Cleary takes a Tony Horwitz-like approach to his explorations of Stonewall Jackson, combining a modern travelogue with biographical information. The intent is to let his modern travels shed light on the historical story, and ideally, vice versa.
As an intermediate-level wartime biography of Jackson, Cleary’s book is quite good. For someone who doesn’t want to wade through the massive tomes written by Bud Robertson or S. C. Gwinn, this book makes an excellent compromise. It follows Jackson’s wartime exploits with enough detail to satisfy a Jackson fan without getting bogged down or going microscopic. Cleary talks some about Jackson’s pre-war life, but the emphasis begins at First Manassas and ends just after Chancellorsville.
Cleary draws on a fair number of primary resources for the book as well as many secondary sources. He references both Robertson and Gwinn extensively, often drawing on them for historical analysis rather than offering analysis of his own.
The book is less successful as a travel piece. At the end of his first chapter, he reflects forward on his search. “I would learn as much about modern America as I would the past; as much about myself as I did Jackson,” he writes. Unfortunately, the book doesn’t deliver on this promise to any great extent (Cleary may have, indeed, learned as much about himself as Jackson, but if so, he doesn’t open up on the page about it in any way that’s meaningful to a reader.)
As an example, after walking the battlefield at Manassas, where he explores Jackson’s first major military action, Cleary rests on a bench beside a swampy stream. “Four cross-country girls ran past, their long, easy stride a mockery of my plodding,” he writes. “One of them was Asian, and I meditated briefly about what Jackson would make of our present-day diversity.” That felt like a ham-fisted way to use Jackson as a lens for learning about modern America.
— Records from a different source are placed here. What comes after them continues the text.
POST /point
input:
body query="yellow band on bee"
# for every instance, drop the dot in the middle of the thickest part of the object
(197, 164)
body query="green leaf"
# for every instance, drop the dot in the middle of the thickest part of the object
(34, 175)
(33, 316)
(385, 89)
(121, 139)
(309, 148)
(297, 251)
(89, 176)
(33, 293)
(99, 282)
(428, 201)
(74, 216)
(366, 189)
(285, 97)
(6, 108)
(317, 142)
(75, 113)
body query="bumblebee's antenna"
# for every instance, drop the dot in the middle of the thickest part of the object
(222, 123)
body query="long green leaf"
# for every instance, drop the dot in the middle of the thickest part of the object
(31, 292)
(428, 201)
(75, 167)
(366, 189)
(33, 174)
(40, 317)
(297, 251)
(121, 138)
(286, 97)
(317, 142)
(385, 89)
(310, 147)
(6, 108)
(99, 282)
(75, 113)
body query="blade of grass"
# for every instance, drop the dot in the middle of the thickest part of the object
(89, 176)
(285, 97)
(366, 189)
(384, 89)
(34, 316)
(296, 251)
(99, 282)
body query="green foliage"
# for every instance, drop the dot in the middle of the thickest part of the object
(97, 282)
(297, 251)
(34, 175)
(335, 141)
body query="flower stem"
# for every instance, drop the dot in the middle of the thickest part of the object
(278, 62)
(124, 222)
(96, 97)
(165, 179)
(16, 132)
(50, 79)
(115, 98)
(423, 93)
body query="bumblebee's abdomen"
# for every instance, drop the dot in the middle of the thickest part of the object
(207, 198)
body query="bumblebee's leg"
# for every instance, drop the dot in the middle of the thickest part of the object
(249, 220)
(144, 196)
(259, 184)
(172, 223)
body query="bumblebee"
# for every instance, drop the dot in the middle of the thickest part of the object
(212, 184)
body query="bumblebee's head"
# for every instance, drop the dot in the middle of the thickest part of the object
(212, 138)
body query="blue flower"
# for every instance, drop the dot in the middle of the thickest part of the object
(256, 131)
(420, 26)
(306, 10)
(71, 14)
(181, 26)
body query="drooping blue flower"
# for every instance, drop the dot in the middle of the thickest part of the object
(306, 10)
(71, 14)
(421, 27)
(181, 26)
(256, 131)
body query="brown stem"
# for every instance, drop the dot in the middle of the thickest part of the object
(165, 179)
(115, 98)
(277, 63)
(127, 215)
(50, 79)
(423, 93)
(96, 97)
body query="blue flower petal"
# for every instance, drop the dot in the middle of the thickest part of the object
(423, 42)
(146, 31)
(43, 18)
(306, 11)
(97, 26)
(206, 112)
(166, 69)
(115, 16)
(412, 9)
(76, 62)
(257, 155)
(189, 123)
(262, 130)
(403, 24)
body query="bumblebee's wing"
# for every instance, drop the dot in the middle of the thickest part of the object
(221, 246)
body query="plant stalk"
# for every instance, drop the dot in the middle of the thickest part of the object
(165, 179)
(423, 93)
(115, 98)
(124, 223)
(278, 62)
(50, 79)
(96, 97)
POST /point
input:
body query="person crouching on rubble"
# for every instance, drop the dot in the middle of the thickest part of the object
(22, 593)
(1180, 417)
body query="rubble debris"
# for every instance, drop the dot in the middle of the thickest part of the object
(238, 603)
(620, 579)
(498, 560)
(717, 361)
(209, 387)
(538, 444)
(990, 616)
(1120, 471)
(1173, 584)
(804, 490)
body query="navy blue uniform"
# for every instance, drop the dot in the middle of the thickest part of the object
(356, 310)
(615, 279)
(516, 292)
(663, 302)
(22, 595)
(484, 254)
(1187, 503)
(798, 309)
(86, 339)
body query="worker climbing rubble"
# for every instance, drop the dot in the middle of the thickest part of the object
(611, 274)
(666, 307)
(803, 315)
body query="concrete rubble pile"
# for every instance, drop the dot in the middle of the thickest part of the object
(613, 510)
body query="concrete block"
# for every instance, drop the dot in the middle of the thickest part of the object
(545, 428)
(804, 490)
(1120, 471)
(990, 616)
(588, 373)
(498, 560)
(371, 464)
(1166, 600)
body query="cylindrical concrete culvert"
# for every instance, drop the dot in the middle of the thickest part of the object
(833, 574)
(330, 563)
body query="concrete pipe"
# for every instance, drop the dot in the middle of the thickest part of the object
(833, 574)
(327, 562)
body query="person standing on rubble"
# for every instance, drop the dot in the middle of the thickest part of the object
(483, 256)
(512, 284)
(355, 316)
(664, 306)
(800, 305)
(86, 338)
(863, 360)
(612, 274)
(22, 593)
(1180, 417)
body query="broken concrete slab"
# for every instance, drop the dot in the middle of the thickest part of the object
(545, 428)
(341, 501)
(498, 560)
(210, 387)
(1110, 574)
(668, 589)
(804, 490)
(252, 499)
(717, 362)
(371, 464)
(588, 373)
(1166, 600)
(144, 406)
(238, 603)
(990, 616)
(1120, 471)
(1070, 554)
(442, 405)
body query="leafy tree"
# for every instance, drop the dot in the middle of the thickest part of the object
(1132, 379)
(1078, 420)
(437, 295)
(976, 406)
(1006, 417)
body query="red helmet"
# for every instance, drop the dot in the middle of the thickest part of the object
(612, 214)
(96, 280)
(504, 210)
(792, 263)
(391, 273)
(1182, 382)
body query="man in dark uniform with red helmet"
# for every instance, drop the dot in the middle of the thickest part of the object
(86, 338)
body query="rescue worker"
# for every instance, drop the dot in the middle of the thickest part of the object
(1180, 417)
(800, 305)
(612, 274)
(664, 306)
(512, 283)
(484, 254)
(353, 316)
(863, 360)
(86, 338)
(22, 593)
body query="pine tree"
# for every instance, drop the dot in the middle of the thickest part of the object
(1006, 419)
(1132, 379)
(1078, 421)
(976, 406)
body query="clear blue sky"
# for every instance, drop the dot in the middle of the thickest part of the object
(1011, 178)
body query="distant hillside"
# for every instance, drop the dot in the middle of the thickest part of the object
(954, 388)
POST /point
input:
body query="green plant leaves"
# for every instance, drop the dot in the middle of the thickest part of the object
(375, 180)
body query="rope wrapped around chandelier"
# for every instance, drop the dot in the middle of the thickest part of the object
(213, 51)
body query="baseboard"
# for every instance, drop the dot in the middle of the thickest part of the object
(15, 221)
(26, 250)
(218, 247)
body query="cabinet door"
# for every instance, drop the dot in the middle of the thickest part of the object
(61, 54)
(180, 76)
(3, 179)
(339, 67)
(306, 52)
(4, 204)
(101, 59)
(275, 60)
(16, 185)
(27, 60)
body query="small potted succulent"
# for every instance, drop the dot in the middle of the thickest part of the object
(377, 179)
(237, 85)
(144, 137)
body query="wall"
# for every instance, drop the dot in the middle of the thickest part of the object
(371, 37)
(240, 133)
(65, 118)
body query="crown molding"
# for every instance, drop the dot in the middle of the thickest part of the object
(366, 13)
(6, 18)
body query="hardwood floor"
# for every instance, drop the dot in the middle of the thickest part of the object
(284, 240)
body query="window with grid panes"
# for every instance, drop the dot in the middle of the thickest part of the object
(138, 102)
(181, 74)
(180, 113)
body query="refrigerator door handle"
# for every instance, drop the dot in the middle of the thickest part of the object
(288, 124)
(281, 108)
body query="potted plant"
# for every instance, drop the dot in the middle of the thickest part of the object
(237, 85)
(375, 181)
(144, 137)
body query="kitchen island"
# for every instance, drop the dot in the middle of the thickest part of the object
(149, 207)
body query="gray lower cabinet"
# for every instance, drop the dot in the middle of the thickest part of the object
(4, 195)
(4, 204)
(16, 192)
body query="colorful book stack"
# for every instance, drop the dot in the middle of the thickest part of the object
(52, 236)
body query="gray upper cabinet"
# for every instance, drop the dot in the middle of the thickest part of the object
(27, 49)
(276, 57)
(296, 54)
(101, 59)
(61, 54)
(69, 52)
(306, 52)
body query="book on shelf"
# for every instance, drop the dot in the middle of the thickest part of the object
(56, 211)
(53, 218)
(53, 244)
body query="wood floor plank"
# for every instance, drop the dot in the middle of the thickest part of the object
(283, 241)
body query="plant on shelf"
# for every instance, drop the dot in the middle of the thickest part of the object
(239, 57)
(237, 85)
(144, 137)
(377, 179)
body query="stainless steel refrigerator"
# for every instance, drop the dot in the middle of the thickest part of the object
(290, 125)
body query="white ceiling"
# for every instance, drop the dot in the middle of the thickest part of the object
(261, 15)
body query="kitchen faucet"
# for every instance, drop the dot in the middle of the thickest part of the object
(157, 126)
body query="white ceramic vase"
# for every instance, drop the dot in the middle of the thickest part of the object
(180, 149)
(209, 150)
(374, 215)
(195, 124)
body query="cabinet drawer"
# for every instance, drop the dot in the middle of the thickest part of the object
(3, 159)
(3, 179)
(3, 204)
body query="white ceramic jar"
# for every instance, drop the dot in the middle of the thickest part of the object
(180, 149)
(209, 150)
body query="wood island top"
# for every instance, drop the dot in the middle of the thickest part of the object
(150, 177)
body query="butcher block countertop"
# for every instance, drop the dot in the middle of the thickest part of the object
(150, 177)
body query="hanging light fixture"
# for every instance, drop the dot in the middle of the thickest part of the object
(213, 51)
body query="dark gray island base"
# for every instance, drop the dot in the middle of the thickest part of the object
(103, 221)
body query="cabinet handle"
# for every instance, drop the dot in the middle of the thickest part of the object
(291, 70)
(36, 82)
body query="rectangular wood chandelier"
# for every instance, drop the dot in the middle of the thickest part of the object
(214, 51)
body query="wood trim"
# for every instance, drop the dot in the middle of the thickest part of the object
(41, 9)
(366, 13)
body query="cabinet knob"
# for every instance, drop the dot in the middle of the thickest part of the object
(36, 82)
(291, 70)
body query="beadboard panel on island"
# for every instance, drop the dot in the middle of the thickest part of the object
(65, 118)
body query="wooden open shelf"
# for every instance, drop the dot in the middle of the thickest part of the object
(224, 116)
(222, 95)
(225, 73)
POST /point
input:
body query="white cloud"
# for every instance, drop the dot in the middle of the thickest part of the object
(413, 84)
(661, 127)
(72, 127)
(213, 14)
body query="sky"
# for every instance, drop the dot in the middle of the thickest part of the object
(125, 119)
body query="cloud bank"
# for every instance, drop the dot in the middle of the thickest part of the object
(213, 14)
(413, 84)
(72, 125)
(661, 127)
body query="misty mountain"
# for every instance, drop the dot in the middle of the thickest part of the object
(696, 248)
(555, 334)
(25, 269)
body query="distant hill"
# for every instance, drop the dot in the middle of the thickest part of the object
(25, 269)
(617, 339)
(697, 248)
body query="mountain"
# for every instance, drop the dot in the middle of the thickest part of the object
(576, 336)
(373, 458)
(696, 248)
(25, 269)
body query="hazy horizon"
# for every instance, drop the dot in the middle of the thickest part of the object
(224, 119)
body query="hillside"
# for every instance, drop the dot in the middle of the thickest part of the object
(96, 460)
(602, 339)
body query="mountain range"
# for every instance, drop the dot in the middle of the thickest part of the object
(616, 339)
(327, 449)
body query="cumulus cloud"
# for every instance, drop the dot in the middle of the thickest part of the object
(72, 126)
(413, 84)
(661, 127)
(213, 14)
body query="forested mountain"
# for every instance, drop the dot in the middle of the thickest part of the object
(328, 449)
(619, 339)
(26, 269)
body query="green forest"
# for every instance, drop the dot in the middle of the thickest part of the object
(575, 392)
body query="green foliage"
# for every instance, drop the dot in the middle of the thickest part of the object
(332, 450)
The travelogue does have some nice moments, though. I particularly enjoyed Cleary’s uphill climb to the McDowell battlefield as he traced the Valley Campaign. His fording of the river on the trail of the Antietam Campaign was also fun. He does a good job of putting boots on the ground and going to the places Jackson went and sharing those adventures.
It’s when he tries to extrapolate that he left me wanting. For instance, after talking about the trenches in his woods and the minié balls he’s found in his back yard, he says, “It’s hard to imagine not being drawn to the past.” However, earlier in the book, he shared an instance where a landowner not far from his house had bulldozed a thousand yards of earthworks, then received a standing ovation for it at a public meeting. The disconnect between those two episodes disappointed me because such ambivalence about history is absolutely real and worth exploring and discussing.
Cleary seemed to miss opportunities like this throughout. “Fighting is a part of human nature,” he writes at one point. “We don’t really need a reason.” And…? I asked rhetorically. No answer came.
Cleary did warn “I would be left with more questions than when I started,” but I assumed that would mean food for thought rather than loose ends. The book’s subtitle, “A Quest for Legacy in a Divided America,” suggests that type of thoughtful exploration. Unfortunately, the book never quite gets there.
About two-thirds of the way through the book, in the wake of the surrender of Harper’s Ferry, Cleary shares an episode about a correspondent who’s more interested in writing a colorful account of Jackson at the expense of accuracy. “It’s a lot more fun to write—and in this case write very well—about Jackson the legend than it is to be accurate about Jackson the man,” Cleary observes.
To his credit, Cleary himself writes very well about Jackson—the man and the legend—and his book is enjoyable to read. That it did not deliver on one of its key premises did not detract from its value as a biography or even as a travelogue. The quest for legacy, unfulfilled, continues.